Home Department: Middle East and North African Studies

Xena Amro is a Ph.D. candidate in Comparative Literary Studies with a focus on pre-modern Arabic literature, literary epistles, Islamic philosophy, skepticism, and nineteenth-century travelogues. Her home department is Middle East and North African Studies, and she is a Mellon Cluster Fellow in Global Avant-Garde and Modernist Studies. She also serves as the graduate assistant at the Institute for the Study of Islamic Thought in Africa and chairs the graduate student committee on the American Comparative Literature Association (ACLA) Advisory Board.

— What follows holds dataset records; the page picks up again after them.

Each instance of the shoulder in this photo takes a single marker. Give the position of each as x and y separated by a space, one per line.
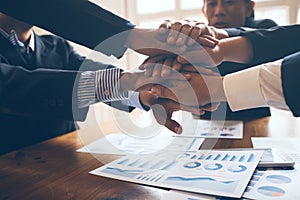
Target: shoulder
261 23
52 40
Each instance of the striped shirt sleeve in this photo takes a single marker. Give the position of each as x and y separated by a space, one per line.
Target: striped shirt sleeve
100 86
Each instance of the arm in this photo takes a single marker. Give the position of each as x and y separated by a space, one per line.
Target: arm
83 23
49 97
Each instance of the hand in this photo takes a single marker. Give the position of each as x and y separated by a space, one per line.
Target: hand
197 32
164 108
199 91
139 82
151 42
203 56
161 66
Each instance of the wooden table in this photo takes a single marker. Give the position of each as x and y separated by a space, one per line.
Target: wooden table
54 170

Her professional experience includes serving as an editing assistant at the Journal of Arabic Literature and coordinating the Language Curricula and Gender working group at the Buffett Institute for Global Affairs.

In 2024, Xena was awarded the Paris Program in Critical Theory fellowship hosted by Université Sorbonne Nouvelle Paris III, as well as the John Hunwick Research Fund from the Institute for the Study of Islamic Thought in Africa, a grant she had also received in 2022. In 2023, she earned a scholarship to participate in the Institute for World Literature at Harvard University. In 2022, she was recognized with the Best Graduate Seminar Paper award for her article, "In Search of Lost Proust: The Translator and the Comparatist." That same year, she attended the Summer School on Philology and Manuscripts from the Muslim World at Leiden University’s Centre for the Study of Islam and Society (LUCIS). 

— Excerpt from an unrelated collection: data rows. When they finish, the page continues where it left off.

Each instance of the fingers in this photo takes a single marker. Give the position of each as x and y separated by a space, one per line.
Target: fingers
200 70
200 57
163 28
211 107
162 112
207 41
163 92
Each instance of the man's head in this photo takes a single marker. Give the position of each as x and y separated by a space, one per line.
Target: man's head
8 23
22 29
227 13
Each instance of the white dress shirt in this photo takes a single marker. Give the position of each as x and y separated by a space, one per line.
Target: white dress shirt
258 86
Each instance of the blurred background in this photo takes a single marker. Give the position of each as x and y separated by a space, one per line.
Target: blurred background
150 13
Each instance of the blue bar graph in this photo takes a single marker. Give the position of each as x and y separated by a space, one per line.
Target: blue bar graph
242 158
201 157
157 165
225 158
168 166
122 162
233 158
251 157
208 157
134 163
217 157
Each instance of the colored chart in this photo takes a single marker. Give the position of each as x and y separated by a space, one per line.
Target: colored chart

Xena holds a B.A. in English Literature from the Lebanese American University, where she spent an exchange semester at Barnard College of Columbia University in New York City as a Global UGRAD scholarship recipient. She earned her M.A. in English Literature from the American University of Beirut, which included a year of study at Uppsala University in Sweden through an Erasmus+ scholarship.

In January 2023, Xena organized the symposium Translation Practices Across Institutional Borders: From the Scholar to the Public, co-sponsored by Comparative Literary Studies, the Institute for the Study of Islamic Thought in Africa, the Department of Asian Languages and Cultures, and the Alice Kaplan Institute for the Humanities.